- フィールドセールスとインサイドセールスの違いが明確に整理できていない
- 自社にどちらの営業モデルが適しているか判断したい
- 両者を組み合わせた営業体制の設計に関心がある
こうした疑問を持つ経営者・営業責任者に向けて、フィールドセールスとインサイドセールスの定義、役割、KPI、費用構造の違いを体系的に整理しました。それぞれの強みと限界を踏まえ、自社に最適な営業体制を設計するための判断材料を提供します。
フィールドセールスとインサイドセールスの違いとは
フィールドセールスとインサイドセールスは、いずれもBtoB営業における主要な営業手法ですが、活動場所・顧客接点の方法・担当するプロセスが異なります。

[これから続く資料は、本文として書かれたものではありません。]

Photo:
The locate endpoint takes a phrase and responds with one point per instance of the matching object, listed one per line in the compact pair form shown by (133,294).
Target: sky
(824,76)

| 比較項目 | フィールドセールス | インサイドセールス |
|---|---|---|
| 活動場所 | 顧客先への訪問(対面) | オフィス・リモート(非対面) |
| 主な手段 | 訪問、対面プレゼン、商談 | 電話、メール、オンライン会議 |
| 担当プロセス | 商談〜クロージング〜契約 | リード育成〜商談創出(SDR) |
| 1日あたりの接触数 | 少数(移動時間がボトルネック) | 多数(架電数を最大化可能) |
| 適する商材 | 高単価・複雑な提案型商材 | 比較的標準化された商材 |
フィールドセールスは、顧客との対面コミュニケーションを通じて信頼関係を構築し、商談からクロージングまでを担います。一方、インサイドセールスは、非対面チャネルを活用してリードの育成(ナーチャリング)から商談の創出までを担い、フィールドセールスに質の高い商談を引き渡す役割を果たします。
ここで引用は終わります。